L’Oréal, de son côté, n’a pas souhaité s’exprimer. Outre le MIT, sa crème Revitalift Laser 3X contenait du galaxolide, un composé qui sert à remplacer le musc naturel et pour lequel il n’existe pas de valeur maximale tolérée. Il est cependant soupçonné d’être un perturbateur endocrinien.
Du côté des substances aromatiques allergènes, la situation est plus réjouissante. Le laboratoire n’en a détecté que deux, dans la crème de jour d’Olaz, que le BfR classe dans la catégorie B. Une situation qui ne semble pas déranger outre mesure Procter & Gamble, propriétaire de la marque, qui se borne à indiquer qu’il s’agit de composés légalement approuvés.

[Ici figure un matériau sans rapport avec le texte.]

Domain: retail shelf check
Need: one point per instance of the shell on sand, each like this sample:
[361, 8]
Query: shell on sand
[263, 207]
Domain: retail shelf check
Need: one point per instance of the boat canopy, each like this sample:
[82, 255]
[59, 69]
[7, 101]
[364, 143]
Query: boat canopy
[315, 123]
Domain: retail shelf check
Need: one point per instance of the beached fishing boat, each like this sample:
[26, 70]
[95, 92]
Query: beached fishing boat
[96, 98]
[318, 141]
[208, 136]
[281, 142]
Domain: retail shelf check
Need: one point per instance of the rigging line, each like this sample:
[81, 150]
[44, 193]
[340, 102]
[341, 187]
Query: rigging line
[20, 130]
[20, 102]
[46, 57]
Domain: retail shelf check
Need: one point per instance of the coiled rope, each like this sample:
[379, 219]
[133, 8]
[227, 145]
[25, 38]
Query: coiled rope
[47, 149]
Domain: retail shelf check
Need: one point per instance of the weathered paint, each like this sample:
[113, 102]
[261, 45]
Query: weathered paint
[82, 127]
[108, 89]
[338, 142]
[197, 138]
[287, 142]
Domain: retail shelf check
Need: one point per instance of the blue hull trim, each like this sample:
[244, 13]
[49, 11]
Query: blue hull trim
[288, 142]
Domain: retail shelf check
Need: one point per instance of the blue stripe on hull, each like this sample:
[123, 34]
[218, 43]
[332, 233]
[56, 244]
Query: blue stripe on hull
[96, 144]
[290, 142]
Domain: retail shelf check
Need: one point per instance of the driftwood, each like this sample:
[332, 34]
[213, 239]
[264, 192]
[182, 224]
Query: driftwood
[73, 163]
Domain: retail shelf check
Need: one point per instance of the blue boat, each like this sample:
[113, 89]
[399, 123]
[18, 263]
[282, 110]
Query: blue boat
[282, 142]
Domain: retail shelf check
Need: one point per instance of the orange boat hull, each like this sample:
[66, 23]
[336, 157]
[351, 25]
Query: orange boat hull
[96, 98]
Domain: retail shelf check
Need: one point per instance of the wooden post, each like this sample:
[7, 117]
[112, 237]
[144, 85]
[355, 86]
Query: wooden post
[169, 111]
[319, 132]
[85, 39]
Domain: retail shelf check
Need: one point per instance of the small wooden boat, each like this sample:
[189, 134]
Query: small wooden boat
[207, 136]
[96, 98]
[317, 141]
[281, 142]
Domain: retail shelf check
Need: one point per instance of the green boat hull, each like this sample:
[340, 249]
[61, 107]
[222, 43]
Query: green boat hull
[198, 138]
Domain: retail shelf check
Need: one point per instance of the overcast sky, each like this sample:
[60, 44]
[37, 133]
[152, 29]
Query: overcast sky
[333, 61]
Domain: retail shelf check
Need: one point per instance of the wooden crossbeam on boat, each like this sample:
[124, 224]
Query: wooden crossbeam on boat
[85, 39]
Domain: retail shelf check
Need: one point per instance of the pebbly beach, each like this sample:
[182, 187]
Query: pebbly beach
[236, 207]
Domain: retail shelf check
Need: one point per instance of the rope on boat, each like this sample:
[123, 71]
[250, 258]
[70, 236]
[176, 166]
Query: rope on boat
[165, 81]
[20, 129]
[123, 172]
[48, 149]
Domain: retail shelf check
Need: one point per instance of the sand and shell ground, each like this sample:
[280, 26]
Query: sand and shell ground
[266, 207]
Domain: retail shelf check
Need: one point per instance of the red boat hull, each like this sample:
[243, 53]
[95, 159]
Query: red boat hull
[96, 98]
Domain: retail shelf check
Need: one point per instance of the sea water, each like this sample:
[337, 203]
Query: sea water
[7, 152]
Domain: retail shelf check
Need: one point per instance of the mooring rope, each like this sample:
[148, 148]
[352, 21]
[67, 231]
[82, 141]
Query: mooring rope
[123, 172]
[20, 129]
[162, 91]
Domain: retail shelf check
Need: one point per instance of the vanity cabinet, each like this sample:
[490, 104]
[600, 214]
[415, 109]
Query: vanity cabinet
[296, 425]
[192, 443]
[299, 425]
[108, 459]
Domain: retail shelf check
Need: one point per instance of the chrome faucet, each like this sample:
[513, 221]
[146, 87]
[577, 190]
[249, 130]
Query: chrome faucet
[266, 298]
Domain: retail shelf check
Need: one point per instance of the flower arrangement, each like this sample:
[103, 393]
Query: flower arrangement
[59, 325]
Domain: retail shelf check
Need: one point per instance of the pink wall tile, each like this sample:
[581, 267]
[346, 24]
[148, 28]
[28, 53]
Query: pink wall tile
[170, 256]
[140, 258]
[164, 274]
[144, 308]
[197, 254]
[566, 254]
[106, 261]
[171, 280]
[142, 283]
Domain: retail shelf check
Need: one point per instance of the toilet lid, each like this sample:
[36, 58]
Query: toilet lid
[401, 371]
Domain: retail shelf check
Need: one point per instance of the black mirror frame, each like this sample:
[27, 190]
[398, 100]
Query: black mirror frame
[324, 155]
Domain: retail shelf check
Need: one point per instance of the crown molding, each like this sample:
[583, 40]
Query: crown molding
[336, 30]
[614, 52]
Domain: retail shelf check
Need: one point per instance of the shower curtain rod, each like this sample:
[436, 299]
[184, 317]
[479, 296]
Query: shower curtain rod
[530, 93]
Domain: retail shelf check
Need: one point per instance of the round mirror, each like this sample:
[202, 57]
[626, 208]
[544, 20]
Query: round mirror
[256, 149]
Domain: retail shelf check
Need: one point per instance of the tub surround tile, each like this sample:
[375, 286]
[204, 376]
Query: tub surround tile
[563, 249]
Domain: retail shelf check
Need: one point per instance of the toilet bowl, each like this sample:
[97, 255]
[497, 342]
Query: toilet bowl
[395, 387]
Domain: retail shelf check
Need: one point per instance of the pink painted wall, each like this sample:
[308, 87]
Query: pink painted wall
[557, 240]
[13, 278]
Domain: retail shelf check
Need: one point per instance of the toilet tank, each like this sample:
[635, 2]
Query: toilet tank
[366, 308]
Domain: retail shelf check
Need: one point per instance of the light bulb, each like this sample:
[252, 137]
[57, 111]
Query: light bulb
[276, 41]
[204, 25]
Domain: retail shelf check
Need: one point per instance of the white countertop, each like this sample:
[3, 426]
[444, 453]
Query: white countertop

Signalons encore que ces cosmétiques peuvent tout à fait être utilisés par les hommes, selon Bettina Rümmelein. Et ceux qui sont combinés à une protection solaire sont particulièrement recommandés, car 80% des rides du visage sont provoquées par les rayons UV. Protéger sa peau du soleil est donc la meilleure des préventions.
Gertrud Rall / Vincent Cherpillod
Pour télécharger le tableau comparatif, se référer à l'encadré au-dessous de la photo.
EN DÉTAIL
Les critères du test
Le Laboratoire Eurofins (D) a analysé les quatorze articles en fonction des critères suivants.
- Hydratation de la peau: à l’aide d’un cornéomètre, les experts ont mesuré le pouvoir hydratant des crèmes sur la peau du visage de dix sujets âgés de 30 à 50 ans. Les relevés ont été faits avant l’application ainsi qu’après deux, quatre et huit heures.
- Substances problématiques: quatre grands groupes de composés chimiques ont été traqués par la laboratoire. Il y a d’abord les composés aromatiques allergènes répartis en quatre classes (A, B, C et D), la A étant la plus problématique, la D la plus acceptable. La note des crèmes a été abaissée de 0.5 point pour chaque composé des classes A ou B détecté. Ensuite, les experts se sont intéressés aux muscs polycycliques. Il s’agit de parfums artificiels qui s’accumulent dans les tissus adipeux humains et qui sont difficilement dégradables. Certains d’entre eux sont soupçonnés d’être des perturbateurs endocriniens. Enfin, les analyses se sont concentrées sur les thiazolinones et les parabènes, qui sont des conservateurs capables de pénétrer dans la peau. Ils peuvent alors affecter le système hormonal et provoquer des allergies.